Renaissance Unit Guide
1. Renaissance Walkthru - Simple worksheet introducing the Renaissance based on the graphics in Holt's Medieval to Modern Times.
2. Renaissance DBQ - More complex introduction using the same graphics. Students must take a position on an essential question and defend their answer using the sources provided. (Common Core Ready - CCSS.ELA-Literacy.RH.6-8.1)
3. CSI: Florence - A History Mystery investigation into the attempted assassination of Lorenzo de Medici. (Common Core Ready - CCSS.ELA-Literacy.RH.6-8.1)
4. Machiavelli's "The Prince" Lab - A lab on what it means to be a good leader today and what Machiavelli thought of good leaders in The Prince. Students can use this summary of the book to help answer the questions. Here's an additional set of questions if you want to extend the lab.
5. Perspective - a short comparison of European art throughout history followed by students trying to draw using "modern" techniques like realism and perspective which were introduced in the Renaissance.
6. Da Vinci's Notebook - students create a "lost" page of Da Vinci's notebook for a modern invention.
7. Sistine Chapel Art - students create "art" while drawing upside-down under their desks.
8. Renaissance Christmas - For this lab we listen to a Medieval/Renaissance carol (usually this one) and compare it to modern carols. We then perform a dance from http://memory.loc.gov/ammem/dihtml/diessay2.html. I do the Washerwoman's Branle since it is by far the most ridiculous (and pretty easy for students to learn).
9. Weigh the Evidence: The Renaissance - Similar to the DBQ above but with (mostly) different evidence. Same question - was the Renaissance a very big change?
10. Dig: Renaissance (review game) - A short review game for the Renaissance. Ask students questions and "dig" the squares if they get them right until they guess the image.
Lesson Plan Guide
I. Intro and Marco Polo
a. Notes here introduce the concept of the Renaissance and briefly explore the effect of Polo's travels on the mindset of the Europeans. Once again I've had to cut the Storytime segment to fit my upload limits. That greatly reduces the effectiveness of the material on Polo and I hope to have the full version posted soon.
II. The Medicis and Humanism
a. This section builds on the European desire to improve themselves with a focus on the Medici. Ultimately they are woven into every other figure I talk about (except Shakespeare...) so this is a good starting point before getting into the art.
b. CSI: Florence - This stations lab investigates the causes and people behind the assassination attempt on Lorenzo De Medici. Fun lab but could be skipped if time is an issue. It's not really a standards issue.
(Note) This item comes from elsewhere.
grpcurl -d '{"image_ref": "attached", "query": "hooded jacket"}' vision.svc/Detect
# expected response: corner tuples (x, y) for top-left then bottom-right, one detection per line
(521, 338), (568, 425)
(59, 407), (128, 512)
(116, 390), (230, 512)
c. The Prince - A short PPT here but it is not for notes. I found a book last year called "A Child's Machiavelli" that adapted his ideas into a satirical children's book. Using those ideas I rewrote some of his more well known ideas into relevant versions. After going over that students take a Cosmo style quiz where they answer a series of questions about various situations. We then compare their answers to Machiavelli's to see how good of a ruler they would be.
III. Michelangelo and Shakespeare
a. This is a short section (only 11 slides) but is somewhat media heavy. The next section is long so it would be good to start it if you finish this one early.
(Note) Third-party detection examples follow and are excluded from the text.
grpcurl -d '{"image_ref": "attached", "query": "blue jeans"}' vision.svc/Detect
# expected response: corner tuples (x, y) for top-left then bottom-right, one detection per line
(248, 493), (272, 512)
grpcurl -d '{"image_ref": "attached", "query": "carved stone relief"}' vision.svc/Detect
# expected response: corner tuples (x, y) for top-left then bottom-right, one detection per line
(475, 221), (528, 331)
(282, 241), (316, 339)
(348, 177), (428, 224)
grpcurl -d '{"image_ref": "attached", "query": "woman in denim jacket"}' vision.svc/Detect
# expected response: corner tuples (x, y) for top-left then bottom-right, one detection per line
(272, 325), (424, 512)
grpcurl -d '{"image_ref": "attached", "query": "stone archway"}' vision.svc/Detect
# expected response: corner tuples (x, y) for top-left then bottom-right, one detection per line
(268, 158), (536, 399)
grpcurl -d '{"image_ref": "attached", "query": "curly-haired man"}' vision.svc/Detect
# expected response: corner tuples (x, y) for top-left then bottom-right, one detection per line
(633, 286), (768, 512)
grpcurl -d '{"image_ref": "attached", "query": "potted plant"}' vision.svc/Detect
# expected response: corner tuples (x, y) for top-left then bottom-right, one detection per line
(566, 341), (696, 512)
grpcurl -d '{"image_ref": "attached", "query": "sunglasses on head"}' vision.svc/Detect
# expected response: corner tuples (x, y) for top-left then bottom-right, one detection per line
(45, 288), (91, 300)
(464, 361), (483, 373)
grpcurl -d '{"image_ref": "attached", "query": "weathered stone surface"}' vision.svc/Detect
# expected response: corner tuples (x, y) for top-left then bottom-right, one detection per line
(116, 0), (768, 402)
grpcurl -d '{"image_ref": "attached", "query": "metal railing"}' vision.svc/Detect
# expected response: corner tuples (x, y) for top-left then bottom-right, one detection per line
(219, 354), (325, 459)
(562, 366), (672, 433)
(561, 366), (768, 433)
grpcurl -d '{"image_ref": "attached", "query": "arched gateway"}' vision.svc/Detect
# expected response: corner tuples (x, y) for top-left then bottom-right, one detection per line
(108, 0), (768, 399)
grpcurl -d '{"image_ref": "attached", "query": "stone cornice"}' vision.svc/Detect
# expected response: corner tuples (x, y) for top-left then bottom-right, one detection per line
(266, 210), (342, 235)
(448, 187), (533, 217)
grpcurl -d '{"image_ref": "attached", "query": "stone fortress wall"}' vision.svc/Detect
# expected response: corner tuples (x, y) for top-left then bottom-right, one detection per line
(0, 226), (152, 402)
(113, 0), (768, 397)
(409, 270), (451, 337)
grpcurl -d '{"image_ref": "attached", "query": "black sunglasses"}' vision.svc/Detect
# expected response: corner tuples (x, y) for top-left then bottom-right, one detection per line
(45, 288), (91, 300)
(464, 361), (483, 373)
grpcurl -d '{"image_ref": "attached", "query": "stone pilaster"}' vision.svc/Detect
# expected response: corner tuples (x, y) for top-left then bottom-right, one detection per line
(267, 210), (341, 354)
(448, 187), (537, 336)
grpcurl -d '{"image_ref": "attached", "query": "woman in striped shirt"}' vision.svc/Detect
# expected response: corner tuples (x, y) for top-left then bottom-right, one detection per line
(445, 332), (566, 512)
b. Sistine Chapel Lab - This may be converted into a Culture Shock but for now it stands alone. For this lab I have students sit on the floor and complete their art. They must hold the paper up above them to simulate the painting of the Sistine Chapel.
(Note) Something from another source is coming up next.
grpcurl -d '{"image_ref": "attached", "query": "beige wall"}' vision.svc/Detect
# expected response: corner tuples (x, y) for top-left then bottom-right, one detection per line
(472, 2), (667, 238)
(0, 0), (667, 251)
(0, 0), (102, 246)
IV. The Man (AKA: Leonardo Da Vinci)
a. This section is long but oh so satisfying. The whole thing is a game where I introduce an object and ask students to tell me if Leonardo thought of it or not.
b. Perspective in Art Lab - This can be combined with the lab above but I find it frustrating enough when done ABOVE the desks. Here I show the students a selection of paintings from the Medieval period showing no perspective and some from the Renaissance showing it clearly. Then, the students are to draw the classroom as THEY see it from their own desk. (There are lines across our ceiling and it is really fun to see them try to figure out why everyone in the room says a different line is straight.) My students, including honors, ALWAYS struggle to draw showing any proper perspective. This definitely, and quickly, teaches art appreciation.
c. Da Vinci's Notebook Lab - Students create a mock page of Da Vinci's notebook using a modern invention as their focus. They sketch it from multiple angles, write detailed sentences explaining how it works (backwards of course) and the write a paragraph to their patron explaining why this would be a good invention to fund.